L’agricoltura è di sicuro un settore importante per l’Italia, nonché un punto di forza, se si pensa che il Bel Paese è la terza potenza agricola nell’Unione Europea. Viene da chiedersi quali novità ci sono state nel 2017, in questo ambito.

Le disposizioni dalla Comunità Europea e dell’Italia

Nel corso del 2017, la Comunità Europea ha messo a disposizione delle nuove risorse, per quanto riguarda la Pac (Politica agricola comune), al fine di superare delle crisi di tipo ambientale (come l’emissione dei gas serra).

Il budget è stato ripartito e sono state redatte delle nuove sanzioni, per chi non applica le condizioni del greening (ovvero del pagamento ecologico), e verrà costituito un Registro dei prati permanenti, in modo da mantenere il giusto rapporto tra superficie agricola e quella per il pascolo, in modo che gli agricoltori e gli allevatori non convertano delle zone ecologiche.

E’ stata, inoltre, abolita l’Irpef agricola per circa 400.000 lavoratori del settore, sia tra i coltivatori che tra gli imprenditori, in modo da diminuire le tasse di più di un miliardo di euro nel giro di due anni.
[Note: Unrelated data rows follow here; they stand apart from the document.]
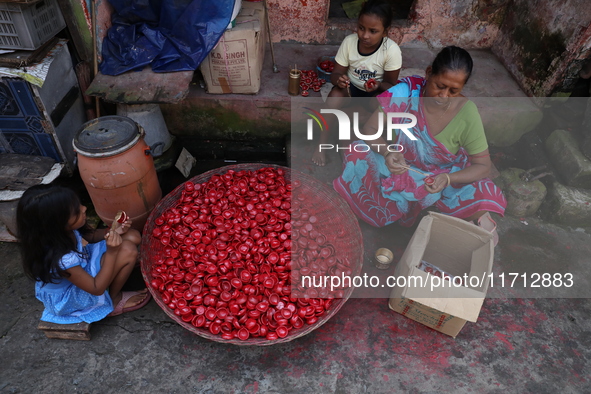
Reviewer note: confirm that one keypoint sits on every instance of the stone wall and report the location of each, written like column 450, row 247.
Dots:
column 432, row 23
column 543, row 43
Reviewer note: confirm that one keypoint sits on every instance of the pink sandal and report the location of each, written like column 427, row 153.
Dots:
column 487, row 223
column 125, row 296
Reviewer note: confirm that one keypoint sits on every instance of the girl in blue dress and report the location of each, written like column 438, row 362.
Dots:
column 79, row 273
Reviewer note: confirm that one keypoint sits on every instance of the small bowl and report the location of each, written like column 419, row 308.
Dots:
column 383, row 258
column 321, row 73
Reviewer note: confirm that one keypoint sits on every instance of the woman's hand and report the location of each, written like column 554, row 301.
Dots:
column 441, row 181
column 123, row 227
column 113, row 239
column 371, row 85
column 343, row 81
column 395, row 162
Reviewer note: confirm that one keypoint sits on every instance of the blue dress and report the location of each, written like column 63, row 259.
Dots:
column 66, row 303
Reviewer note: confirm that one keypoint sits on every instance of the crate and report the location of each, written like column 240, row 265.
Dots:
column 28, row 26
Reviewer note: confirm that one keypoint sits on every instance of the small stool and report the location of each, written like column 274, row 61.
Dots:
column 76, row 331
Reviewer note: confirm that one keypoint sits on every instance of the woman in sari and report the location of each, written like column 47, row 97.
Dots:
column 445, row 166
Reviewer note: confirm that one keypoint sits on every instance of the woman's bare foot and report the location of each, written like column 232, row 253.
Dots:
column 319, row 158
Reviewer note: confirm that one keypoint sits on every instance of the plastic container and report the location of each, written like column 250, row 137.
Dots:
column 28, row 26
column 117, row 169
column 293, row 87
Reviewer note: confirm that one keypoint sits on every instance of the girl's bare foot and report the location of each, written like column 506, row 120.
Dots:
column 134, row 300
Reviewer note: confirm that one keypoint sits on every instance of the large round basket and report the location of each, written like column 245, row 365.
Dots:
column 333, row 213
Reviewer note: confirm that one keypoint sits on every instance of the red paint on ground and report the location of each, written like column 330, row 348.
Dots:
column 503, row 338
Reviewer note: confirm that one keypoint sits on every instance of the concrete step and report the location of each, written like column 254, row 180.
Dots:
column 266, row 116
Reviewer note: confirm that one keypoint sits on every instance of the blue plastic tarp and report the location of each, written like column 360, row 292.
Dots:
column 171, row 35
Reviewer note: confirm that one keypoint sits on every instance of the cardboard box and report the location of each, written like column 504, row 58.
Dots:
column 235, row 64
column 456, row 247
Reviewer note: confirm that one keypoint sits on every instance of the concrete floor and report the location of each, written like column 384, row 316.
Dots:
column 523, row 341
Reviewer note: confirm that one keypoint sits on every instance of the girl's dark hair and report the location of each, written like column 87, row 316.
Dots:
column 380, row 8
column 452, row 58
column 42, row 217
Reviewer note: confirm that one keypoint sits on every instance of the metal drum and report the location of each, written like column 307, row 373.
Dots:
column 117, row 168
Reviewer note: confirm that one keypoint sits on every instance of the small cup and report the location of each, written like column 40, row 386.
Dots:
column 383, row 258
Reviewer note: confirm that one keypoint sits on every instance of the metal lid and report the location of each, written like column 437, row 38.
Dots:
column 106, row 136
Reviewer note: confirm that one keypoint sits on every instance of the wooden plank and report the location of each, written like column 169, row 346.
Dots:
column 24, row 58
column 77, row 331
column 77, row 19
column 142, row 87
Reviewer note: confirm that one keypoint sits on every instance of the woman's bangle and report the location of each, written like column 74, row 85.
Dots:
column 448, row 179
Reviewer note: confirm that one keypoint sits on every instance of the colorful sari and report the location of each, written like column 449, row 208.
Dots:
column 381, row 198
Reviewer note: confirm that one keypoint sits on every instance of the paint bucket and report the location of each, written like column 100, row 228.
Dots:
column 117, row 169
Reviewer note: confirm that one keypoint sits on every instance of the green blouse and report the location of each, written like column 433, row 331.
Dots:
column 465, row 130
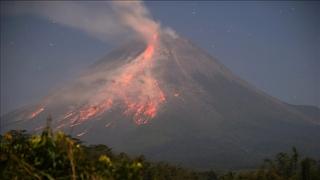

Senza contare che, i nuovi imprenditori agricoli, al di sotto dei quarant’anni, potranno essere esenti dai primi contributi nei primi tre anni di attività, grazie al cosiddetto Bonus agricoltura, inserito nella Legge di Bilancio dal 1° gennaio del 2017.

Dalla fine del 2016 fino ai primi mesi del 2017, sono stati effettuati due grandi cambiamenti nel settore agricolo, da parte del governo italiano:

  • la legge del caporalato, che vieta ai datori di lavoro si sfruttare o maltrattare in qualsiasi modo i suoi dipendenti;

  • l’abolizione dei voucher.

Altre novità

Naturalmente, le novità di questo settore, non riguarda solo l’aspetto amministrativo ed economico. Nell’ultimo anno sono stati prodotti nuovi trattori, come i nuovi Lamborghini Mach e Spark, e molte altre attrezzature agricole.

Senza contare che negli ultimi anni, ha preso piede il modello dell’Agricoltura sociale, che aiuta sempre di più l’inserimento in questo campo di lavoratori svantaggiati o diversamente abili, nonché fornire un’educazione alimentare ed ambientale, in modo da far conoscere (soprattutto ai più piccoli) il territorio e salvaguardare le biodiversità.

Non si può dire che i cambiamenti nel campo agricolo del 2017 siano stati del tutto positivi per chi lavora nel settore, ma ci sono state anche delle agevolazioni. L’agricoltura è un fattore di reddito importante, non solo a livello europeo, ma anche a livello mondiale, e non sempre è facile accontentare tutti, dal punto di vista economico e amministrativo.

Quello che possono fare gli agricoltori e tenersi sempre informati, soprattutto per quanto riguarda le normative.